Democrats and Episcopalians

I wonder if the Democratic Party's leadership and liberal-left commentators, who have been having a field day trashing the Tea Party movement, might learn from the cautionary tale of the Episcopal Church.

There was a time when the Episcopal Church was referred to, only semi-facetiously, as "the Republican Party at Prayer." Those days are long gone, of course, and while the rapidly diminishing Episcopal Church is, ironically, even whiter and more upper-class than it was in its WASPy heyday, it is even harder to find Republicans and conservatives in its churches than baptisms and confirmations.

The reasons for the disappearance of Republicans and conservatives from the Episcopal Church no doubt vary but certainly the relentless innovations of the past forty years are largely responsible.
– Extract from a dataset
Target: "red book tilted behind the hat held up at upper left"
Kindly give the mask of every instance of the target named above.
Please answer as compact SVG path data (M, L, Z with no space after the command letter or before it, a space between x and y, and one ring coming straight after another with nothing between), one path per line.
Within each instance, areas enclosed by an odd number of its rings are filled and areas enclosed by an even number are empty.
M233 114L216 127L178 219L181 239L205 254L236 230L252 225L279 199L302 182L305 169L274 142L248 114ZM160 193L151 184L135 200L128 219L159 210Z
I suggest, however, it may actually have been less the innovations themselves that drove many Republicans and conservatives, who were much more likely to be traditionalists, out of the Episcopal Church than it was the unceasing vilification of them from pulpit and church leadership. People don't stay where they aren't wanted.

The Democratic Party should heed that example. Via Instapundit we learn two recent polls show a fair number of those supporting or sympathizing with the Tea Party movement identify themselves as Democrats. Nonetheless, the trashing of Tea Partiers from Democratic leadership and the liberal press continues unabated, with the increasingly stale and ineffective charge of racism being the most popular tactic.

The Democrats, just like the Episcopal Church, do not seem to grasp that constantly smearing your opponents, especially those in your ranks, does not not win them over and will eventually drive them away. If the Democrats and their cohorts in the media continue this foolish ploy--and they will, being so ideologically driven as to be blinded to reality--they may find themselves facing not only an electoral disaster this November but worse, becoming as irrelevant an institution as the the Episcopal Church is today.